The Stone Raft ( La zattera di pietra) è un romanzo che Saramago scrisse nel 1986. La favola immagina la penisola iberica come una grande zattera di pietra che vaga nell’ Oceano Atlantico. Le autorità sono nel panico e tutti fuggono. Solo tre uomini, due donne e un cane sono attratti da presagi. Un racconto che unisce realismo e magia verso un viaggio alla deriva del mondo. Devono confrontarsi con nuove relazioni e tutto quello che comportano i cambiamenti. Per questo parlo metaforicamente di Gran Bretagna come zattera alla deriva…
Caro Paolo, nel tuo articolo parli di investimenti in nuove industrie verdi ed ecologiche? Scusa se entro nel tema, dal momento che ci unisce la passione per il mare…
La regolamentazione post-Brexit non corrisponde assolutamente alle nuove regole dell’EU per l’inquinamento degli Oceani. L’UK è uno dei più grandi produttori di rifiuti di plastica in Europa. La maggior parte dei rifiuti di plastica britannici, lo sapevi che viene esportata in Indonesia?
Si pensava che il Regno Unito avrebbe seguito le regole dell’EU, invece si scopre che per i propri interessi sceglie la procedura di esportazione con meno controllo. Riguardo ad un Paese migliore, io credo che l’inizio è già pessimo!
Luigi, hai ragione! Il tuo intervento mette ancora una volta in evidenza gli egoismi di ogni singolo Paese e aggiungo che in Europa, ancora siamo molto lontani da un concetto di Stati Uniti d’Europa. E’ una storia che ha nel proprio DNA evidenti differenze culturali.
La King’s College di Londra ha sondato le opinioni dei cittadini. Certo, l’uscita dall’EU non si può ancora riassumere, ci vorrà del tempo. Dovremo attraversare le retoriche e i giuochi politici, i compromessi. Al momento io riassumerei così le preoccupazioni:
1° La libertà di movimento per il lavoro, lo studio, le vacanze
2° Il contributo da pagare al bilancio dell’EU
3° La capacità di fare affari commerciali al di fuori dell’Europa
4° Livello di elaborazione delle proprie leggi, quelle del Regno Unito
Il desiderio al momento è quello che si crei un rapporto istituzionale tra la Gran Bretagna e il resto dell’EU, insomma un poco come il rapporto che ha la Norvegia.
[ tradotto ]
La Brexit U.K. dovrebbe mirare ad una visione globale, non come una grande potenza, il Regno Unito non deve cercare di essere rivale dell’EU in politica estera. La G.B. fallirà se cercherà di diventare dopo la Brexit una mini-grande potenza del tutto influente. Perché avrà bisogno della cooperazione dell’EU per raggiungere molti obbiettivi .

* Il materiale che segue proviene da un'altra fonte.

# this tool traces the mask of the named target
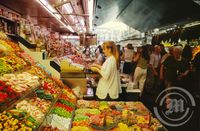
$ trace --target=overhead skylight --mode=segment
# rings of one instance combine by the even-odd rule
[[[126,30],[128,28],[128,26],[122,22],[111,21],[111,22],[105,23],[101,26],[98,26],[97,28],[113,29],[113,30]]]

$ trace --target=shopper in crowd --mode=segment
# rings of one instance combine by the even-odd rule
[[[96,53],[96,58],[97,58],[95,63],[102,65],[105,61],[105,56],[103,54],[103,49],[100,45],[97,47],[97,50],[95,51],[95,53]]]
[[[127,75],[128,78],[131,79],[131,73],[132,73],[132,60],[133,60],[133,46],[132,44],[127,44],[127,46],[124,48],[124,52],[122,55],[122,59],[124,60],[124,66],[123,66],[123,73]]]
[[[164,89],[165,88],[165,84],[164,84],[164,65],[163,62],[170,56],[173,56],[173,50],[174,50],[174,46],[169,47],[168,53],[165,54],[162,58],[161,58],[161,62],[160,62],[160,83],[161,83],[161,88]]]
[[[149,62],[147,46],[138,47],[133,61],[137,62],[137,66],[134,73],[134,83],[135,86],[140,89],[141,96],[143,93],[144,83],[147,76],[147,64]]]
[[[157,88],[159,83],[159,72],[160,72],[160,60],[161,60],[161,49],[160,46],[155,45],[154,51],[150,55],[150,70],[151,70],[151,81],[152,81],[152,88]]]
[[[187,89],[188,91],[192,91],[192,87],[190,87],[192,83],[191,60],[192,60],[192,48],[189,45],[186,45],[183,48],[182,52],[178,82],[181,87]]]
[[[175,46],[173,49],[173,55],[169,56],[163,62],[164,67],[164,81],[165,87],[176,86],[177,76],[181,66],[181,54],[182,47]]]
[[[160,61],[161,65],[162,65],[162,63],[165,61],[165,59],[168,56],[172,56],[173,55],[173,49],[174,49],[174,46],[170,46],[169,49],[168,49],[168,53],[166,53],[165,55],[162,56],[161,61]]]
[[[178,86],[178,76],[181,66],[181,54],[183,48],[181,46],[173,47],[173,55],[169,55],[163,64],[163,74],[164,74],[164,86],[165,88],[170,88],[172,86]],[[170,91],[168,90],[167,93]],[[170,98],[166,98],[166,108],[170,106]]]
[[[165,50],[165,46],[163,44],[160,44],[159,46],[160,46],[160,50],[161,50],[160,55],[162,58],[165,54],[167,54],[167,51]]]
[[[124,54],[124,47],[122,47],[122,49],[120,50],[120,53],[119,53],[119,62],[120,62],[120,72],[123,72],[123,67],[124,67],[124,60],[123,60],[123,54]]]
[[[118,51],[113,41],[103,43],[103,52],[106,61],[102,66],[93,64],[91,70],[99,72],[102,76],[98,82],[96,96],[100,100],[116,100],[121,93],[119,78]]]

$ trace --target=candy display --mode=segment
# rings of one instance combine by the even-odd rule
[[[44,118],[44,113],[35,105],[31,105],[27,100],[23,100],[16,105],[16,109],[20,109],[29,113],[37,121],[41,121]]]
[[[8,39],[8,37],[7,37],[7,35],[5,33],[3,33],[2,31],[0,31],[0,39],[6,40],[6,39]]]
[[[13,101],[19,98],[19,94],[15,92],[10,85],[0,80],[0,107],[9,106]]]
[[[80,127],[114,131],[154,131],[161,124],[141,102],[77,102],[73,130]]]
[[[71,89],[65,86],[51,113],[46,117],[43,130],[50,127],[64,131],[70,129],[71,119],[76,107],[75,104],[76,96]]]
[[[13,48],[7,44],[5,40],[0,39],[0,49],[3,50],[4,52],[11,52],[14,51]]]
[[[60,99],[66,99],[72,103],[76,103],[77,97],[71,89],[64,88],[62,91],[63,94],[61,94]]]
[[[32,131],[38,127],[38,122],[27,113],[12,109],[0,113],[0,130]]]
[[[68,112],[67,110],[65,110],[62,107],[55,107],[52,110],[52,113],[55,113],[59,116],[65,117],[65,118],[72,118],[72,113]]]
[[[91,129],[86,126],[75,126],[71,131],[91,131]]]
[[[17,43],[0,39],[0,49],[0,130],[38,130],[48,113],[53,119],[43,130],[70,129],[76,103],[72,90]]]
[[[4,74],[0,79],[5,81],[6,84],[12,85],[11,88],[18,93],[34,89],[40,85],[38,81],[39,78],[27,72],[20,74]]]
[[[31,66],[31,69],[27,70],[27,72],[32,75],[38,76],[40,79],[47,78],[47,73],[43,69],[41,69],[40,67],[38,67],[36,65]]]
[[[41,99],[46,99],[46,100],[53,100],[54,96],[51,94],[48,94],[45,92],[45,90],[43,89],[37,89],[36,91],[37,97],[41,98]]]
[[[7,65],[10,65],[13,71],[22,70],[27,65],[22,58],[17,57],[15,54],[4,56],[0,58],[0,61],[6,63]],[[0,72],[0,74],[2,74],[2,72]]]
[[[59,92],[61,91],[60,86],[53,81],[51,78],[46,78],[42,81],[41,87],[46,94],[52,95],[54,98],[57,97]]]
[[[53,128],[51,126],[48,126],[48,127],[44,127],[42,129],[42,131],[59,131],[59,129],[58,128]]]
[[[38,97],[31,98],[29,102],[31,105],[37,106],[43,113],[46,113],[51,105],[50,101]]]
[[[47,116],[47,121],[45,121],[45,124],[47,126],[43,127],[43,131],[45,129],[51,128],[51,130],[61,130],[61,131],[67,131],[70,128],[71,118],[64,118],[61,116],[58,116],[57,114],[50,114]]]
[[[0,130],[32,131],[32,128],[21,124],[18,119],[4,112],[0,114]]]
[[[17,55],[19,57],[23,58],[24,61],[26,61],[26,63],[28,63],[29,65],[35,65],[35,61],[29,54],[27,54],[25,52],[17,52]]]
[[[12,41],[10,41],[10,40],[8,40],[8,39],[7,39],[5,42],[6,42],[6,44],[9,45],[9,46],[12,48],[12,50],[14,50],[15,52],[21,52],[21,51],[22,51],[22,49],[19,47],[19,45],[18,45],[17,43],[12,42]]]
[[[14,70],[11,65],[7,65],[4,60],[0,59],[0,76],[13,71]]]

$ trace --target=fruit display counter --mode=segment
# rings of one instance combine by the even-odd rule
[[[77,101],[71,131],[155,131],[165,128],[141,102]]]
[[[62,94],[46,117],[40,130],[68,131],[71,128],[72,118],[76,106],[76,96],[69,88],[63,88]]]
[[[42,130],[53,116],[70,128],[76,96],[5,35],[0,38],[0,131]],[[56,124],[52,123],[55,127]],[[49,125],[51,126],[51,124]],[[49,128],[49,127],[47,127]]]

Dovrebbe attingere al suo soft power su alcuni dei grandi problemi del mondo: il cambiamento climatico, i diritti umani, la forza della NATO, la salute globale, un’alleanza cibernetica di democrazie e la repressione dell’elusione fiscale globale.
Il Regno Unito sarà anche sottoposto a maggiori pressioni bilaterali per dimostrare la sua lealtà agli Stati Uniti o rischierà di pagare un prezzo come partener minore nelle relazioni. Il governo dovrà agire con giudizio con i suoi partener, in particolare quelli de Commonwealth.
Ad un mese dall’entrata in vigore dell’accordo commerciale Brexit, le aziende avvertono che i problemi iniziali, hanno un impatto tragico. Per esempio, è diventato un vero girone infernale il porto di Dover per gli importatori ed esportatori. Nasce una rabbia incredibile. Tutte le merci devono essere certificate e la gente comincia a rendersi conto delle difficoltà.